Notice that it's not even getting as far as copying the comment!
Comment 18 Stephen Usher 2010-11-11 06:09:14 MST
Created an attachment (id=62) [details]
src/scheduler.cc/sample/fifo.c: sprintf() used unsafely with error messages
causing buffer overrun. Fix using snprintf().

Occasionally an error message is passed to run_update_job() which is far longer
than the default buffer size: 256 bytes.

Because there is no sanity checking of this string length it is blindly written
into the stack-based buffer, buf, causing stack corruption.

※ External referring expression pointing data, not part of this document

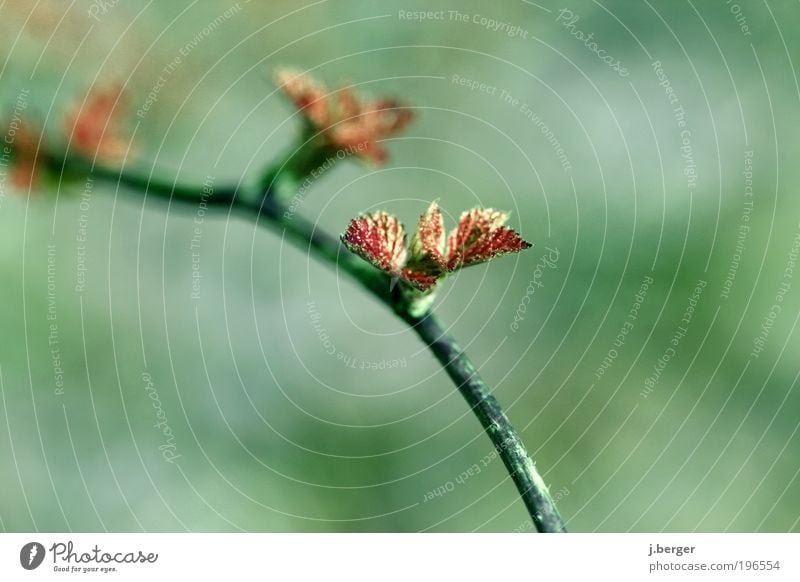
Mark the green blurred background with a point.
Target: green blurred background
(275, 434)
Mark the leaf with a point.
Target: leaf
(428, 243)
(480, 236)
(306, 93)
(419, 279)
(378, 238)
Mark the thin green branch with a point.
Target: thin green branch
(327, 248)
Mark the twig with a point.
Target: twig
(327, 248)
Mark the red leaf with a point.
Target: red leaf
(378, 238)
(94, 126)
(427, 244)
(481, 235)
(344, 119)
(306, 93)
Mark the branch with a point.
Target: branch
(327, 249)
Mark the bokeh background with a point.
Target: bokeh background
(274, 433)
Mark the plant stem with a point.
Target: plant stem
(327, 248)
(505, 439)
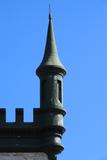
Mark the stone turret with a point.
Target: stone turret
(51, 72)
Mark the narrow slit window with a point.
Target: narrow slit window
(59, 91)
(43, 91)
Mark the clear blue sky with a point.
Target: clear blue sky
(81, 34)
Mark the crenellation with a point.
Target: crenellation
(19, 118)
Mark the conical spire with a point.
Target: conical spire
(50, 58)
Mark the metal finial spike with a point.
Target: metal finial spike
(50, 17)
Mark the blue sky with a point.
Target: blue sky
(81, 36)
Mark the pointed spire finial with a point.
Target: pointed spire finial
(50, 17)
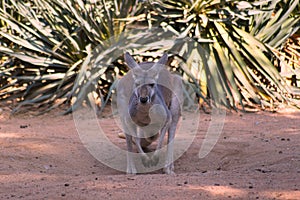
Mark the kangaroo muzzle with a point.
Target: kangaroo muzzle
(144, 100)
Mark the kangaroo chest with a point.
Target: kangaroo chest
(153, 113)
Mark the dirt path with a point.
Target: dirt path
(256, 157)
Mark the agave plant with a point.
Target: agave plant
(52, 38)
(235, 45)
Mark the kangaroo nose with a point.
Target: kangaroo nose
(144, 99)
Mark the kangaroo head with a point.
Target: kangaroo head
(145, 79)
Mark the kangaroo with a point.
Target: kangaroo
(149, 100)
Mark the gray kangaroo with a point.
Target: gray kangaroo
(149, 100)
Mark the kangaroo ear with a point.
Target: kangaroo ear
(163, 60)
(130, 61)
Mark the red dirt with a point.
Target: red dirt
(256, 157)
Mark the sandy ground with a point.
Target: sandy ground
(256, 157)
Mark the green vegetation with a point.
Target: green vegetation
(56, 52)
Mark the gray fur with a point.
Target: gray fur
(149, 101)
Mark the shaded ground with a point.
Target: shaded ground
(256, 157)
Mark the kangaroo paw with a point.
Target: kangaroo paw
(146, 161)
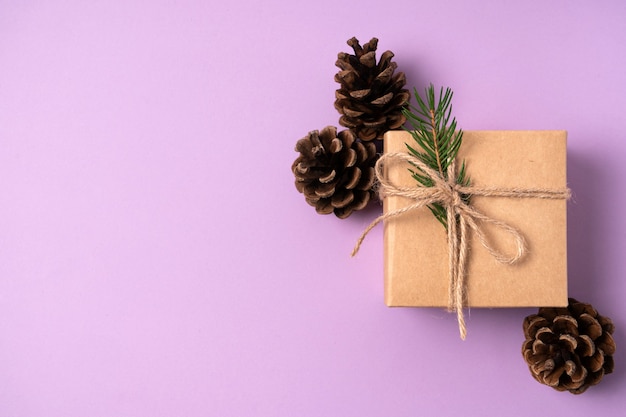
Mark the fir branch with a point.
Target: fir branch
(435, 131)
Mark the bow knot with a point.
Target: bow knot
(461, 218)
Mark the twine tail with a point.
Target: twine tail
(460, 284)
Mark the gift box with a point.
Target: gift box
(416, 246)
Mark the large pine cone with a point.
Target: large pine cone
(335, 172)
(569, 348)
(371, 97)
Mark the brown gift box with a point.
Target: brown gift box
(415, 243)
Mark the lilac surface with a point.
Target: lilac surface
(156, 259)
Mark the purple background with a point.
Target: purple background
(156, 259)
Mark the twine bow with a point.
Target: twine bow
(461, 218)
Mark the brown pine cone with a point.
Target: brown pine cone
(335, 172)
(370, 98)
(569, 348)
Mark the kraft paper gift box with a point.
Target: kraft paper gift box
(415, 243)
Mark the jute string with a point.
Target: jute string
(461, 218)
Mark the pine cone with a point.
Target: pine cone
(371, 97)
(569, 348)
(335, 172)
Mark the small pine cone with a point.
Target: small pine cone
(569, 348)
(370, 98)
(335, 172)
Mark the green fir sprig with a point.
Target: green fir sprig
(435, 131)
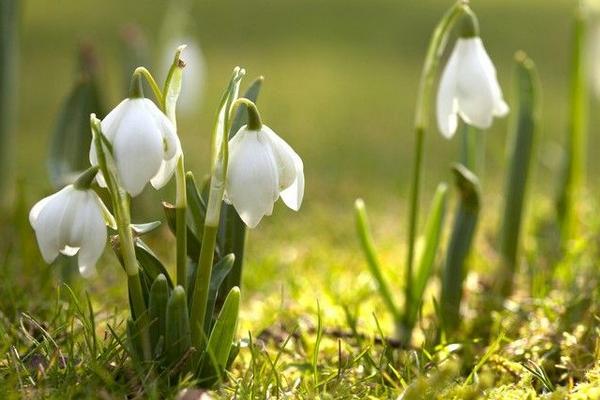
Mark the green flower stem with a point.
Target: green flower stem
(180, 223)
(142, 71)
(432, 60)
(120, 202)
(254, 120)
(201, 286)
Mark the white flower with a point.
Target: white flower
(145, 145)
(469, 88)
(68, 222)
(194, 75)
(261, 167)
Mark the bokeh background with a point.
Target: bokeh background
(340, 84)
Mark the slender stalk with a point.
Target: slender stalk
(9, 49)
(434, 54)
(120, 202)
(180, 223)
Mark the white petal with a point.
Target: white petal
(252, 180)
(474, 92)
(110, 123)
(284, 157)
(447, 106)
(93, 238)
(138, 149)
(293, 195)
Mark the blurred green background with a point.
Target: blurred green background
(341, 78)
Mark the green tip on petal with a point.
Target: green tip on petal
(84, 181)
(468, 25)
(136, 89)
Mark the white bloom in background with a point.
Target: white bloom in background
(469, 88)
(261, 167)
(69, 222)
(145, 144)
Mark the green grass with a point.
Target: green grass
(340, 82)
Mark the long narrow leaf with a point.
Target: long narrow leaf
(433, 233)
(220, 271)
(519, 160)
(572, 173)
(221, 339)
(366, 241)
(177, 332)
(459, 247)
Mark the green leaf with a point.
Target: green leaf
(463, 231)
(9, 60)
(157, 310)
(522, 137)
(241, 116)
(193, 242)
(366, 241)
(177, 336)
(433, 233)
(71, 138)
(221, 339)
(220, 271)
(142, 229)
(573, 169)
(173, 85)
(134, 338)
(151, 265)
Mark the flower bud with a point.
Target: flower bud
(69, 222)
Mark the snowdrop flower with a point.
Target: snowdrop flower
(145, 143)
(71, 221)
(261, 167)
(468, 86)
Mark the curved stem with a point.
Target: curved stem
(434, 54)
(142, 71)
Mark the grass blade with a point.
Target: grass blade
(157, 309)
(520, 152)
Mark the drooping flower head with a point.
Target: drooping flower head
(71, 221)
(469, 86)
(144, 141)
(262, 167)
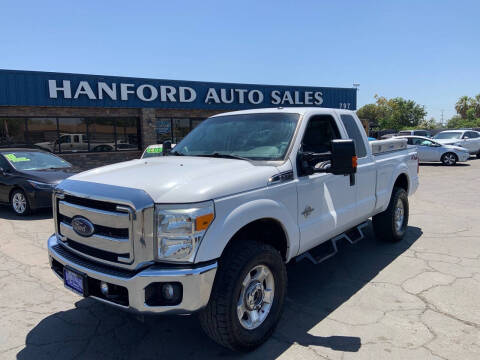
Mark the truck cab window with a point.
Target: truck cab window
(354, 133)
(320, 131)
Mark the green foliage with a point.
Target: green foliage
(457, 122)
(468, 110)
(396, 113)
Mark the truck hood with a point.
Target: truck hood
(183, 179)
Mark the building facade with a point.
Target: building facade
(92, 120)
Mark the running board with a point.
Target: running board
(329, 248)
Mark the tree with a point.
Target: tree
(462, 106)
(396, 113)
(429, 124)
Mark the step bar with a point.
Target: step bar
(329, 248)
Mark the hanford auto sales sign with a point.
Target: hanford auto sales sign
(31, 88)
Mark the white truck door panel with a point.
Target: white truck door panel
(326, 206)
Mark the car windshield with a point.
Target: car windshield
(263, 136)
(34, 160)
(448, 135)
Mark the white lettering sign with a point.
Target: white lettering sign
(182, 94)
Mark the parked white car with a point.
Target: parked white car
(211, 227)
(468, 139)
(430, 150)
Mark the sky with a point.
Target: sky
(424, 50)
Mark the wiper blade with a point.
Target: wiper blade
(225, 156)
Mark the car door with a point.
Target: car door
(326, 202)
(5, 180)
(427, 149)
(473, 142)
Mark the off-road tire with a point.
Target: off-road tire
(384, 223)
(19, 192)
(219, 319)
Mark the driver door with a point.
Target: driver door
(326, 202)
(5, 180)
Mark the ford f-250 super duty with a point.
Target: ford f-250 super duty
(210, 227)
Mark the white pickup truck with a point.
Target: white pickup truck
(210, 227)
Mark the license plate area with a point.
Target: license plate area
(75, 281)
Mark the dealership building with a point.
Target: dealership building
(92, 120)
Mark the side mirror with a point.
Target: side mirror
(341, 160)
(167, 146)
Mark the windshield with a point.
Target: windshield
(449, 135)
(34, 160)
(264, 136)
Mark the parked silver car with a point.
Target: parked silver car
(467, 139)
(430, 150)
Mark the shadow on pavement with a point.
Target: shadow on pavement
(96, 331)
(8, 214)
(441, 165)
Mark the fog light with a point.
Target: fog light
(164, 294)
(104, 288)
(167, 291)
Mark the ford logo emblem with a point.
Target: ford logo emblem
(82, 226)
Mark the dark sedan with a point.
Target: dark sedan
(28, 177)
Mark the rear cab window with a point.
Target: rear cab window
(354, 133)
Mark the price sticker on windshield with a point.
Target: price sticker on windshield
(14, 158)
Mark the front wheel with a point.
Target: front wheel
(19, 203)
(449, 159)
(391, 224)
(247, 297)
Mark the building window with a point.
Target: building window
(66, 135)
(175, 129)
(13, 131)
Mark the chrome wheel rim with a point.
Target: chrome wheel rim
(449, 159)
(19, 203)
(399, 215)
(256, 297)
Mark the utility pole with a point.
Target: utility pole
(357, 87)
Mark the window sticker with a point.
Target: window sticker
(154, 150)
(13, 158)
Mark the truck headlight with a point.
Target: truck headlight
(180, 229)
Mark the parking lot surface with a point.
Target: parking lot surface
(418, 299)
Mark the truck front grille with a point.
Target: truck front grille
(112, 239)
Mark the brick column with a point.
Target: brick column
(147, 127)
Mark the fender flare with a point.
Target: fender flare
(223, 229)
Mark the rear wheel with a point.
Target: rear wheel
(449, 159)
(19, 203)
(391, 224)
(247, 297)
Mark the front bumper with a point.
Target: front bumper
(39, 199)
(463, 156)
(196, 282)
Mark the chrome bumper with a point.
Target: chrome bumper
(197, 282)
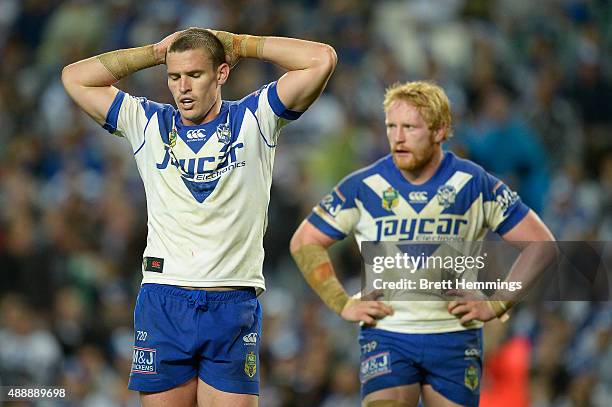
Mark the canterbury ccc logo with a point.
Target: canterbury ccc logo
(194, 134)
(250, 338)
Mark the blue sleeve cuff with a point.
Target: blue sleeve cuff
(278, 107)
(113, 113)
(517, 215)
(324, 227)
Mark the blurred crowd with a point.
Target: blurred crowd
(530, 84)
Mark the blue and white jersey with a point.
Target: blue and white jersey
(207, 186)
(460, 202)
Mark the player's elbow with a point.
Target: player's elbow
(296, 242)
(69, 77)
(327, 60)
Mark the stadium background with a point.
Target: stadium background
(530, 86)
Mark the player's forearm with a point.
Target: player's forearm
(316, 267)
(294, 54)
(108, 68)
(289, 53)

This patch parameterizes the the size of the buffer (using a pre-processor
definition), increases it to 1024 bytes and hardens the copy of the message
into the buffer using snprintf() to limit the length of the string being
copied.
Comment 19 Simon Toth 2010-11-11 06:45:57 MST
(In reply to comment #18)
> Created an attachment (id=62) [details] [details]
> src/scheduler.cc/sample/fifo.c: sprintf() used unsafely with error messages
> causing buffer overrun. Fix using snprintf().
> 
> Occasionally an error message is passed to run_update_job() which is far longer
> than the default buffer size: 256 bytes.
> 
> Because there is no sanity checking of this string length it is blindly written
> into the stack-based buffer, buf, causing stack corruption.
> 
> This patch parameterizes the the size of the buffer (using a pre-processor
> definition), increases it to 1024 bytes and hardens the copy of the message
> into the buffer using snprintf() to limit the length of the string being
> copied.

This patch looks good.
Comment 20 Glen 2010-11-18 20:38:19 MST
this final patch looks good to me
I can try to get it committed when I'm back from Supercomputing
Comment 21 Glen 2010-11-22 11:48:27 MST
I'm planning on committing this patch to trunk, 2.5-fixes, and 2.4-fixes -
hopefully within the next 24hours
Comment 22 Glen 2010-11-22 19:00:00 MST
patch to guard against buffer overruns pbs_sched applied in trunk, 2.4-fixes,
and 2.5-fixes. Stephen Usher credited for patch in CHANGELOG.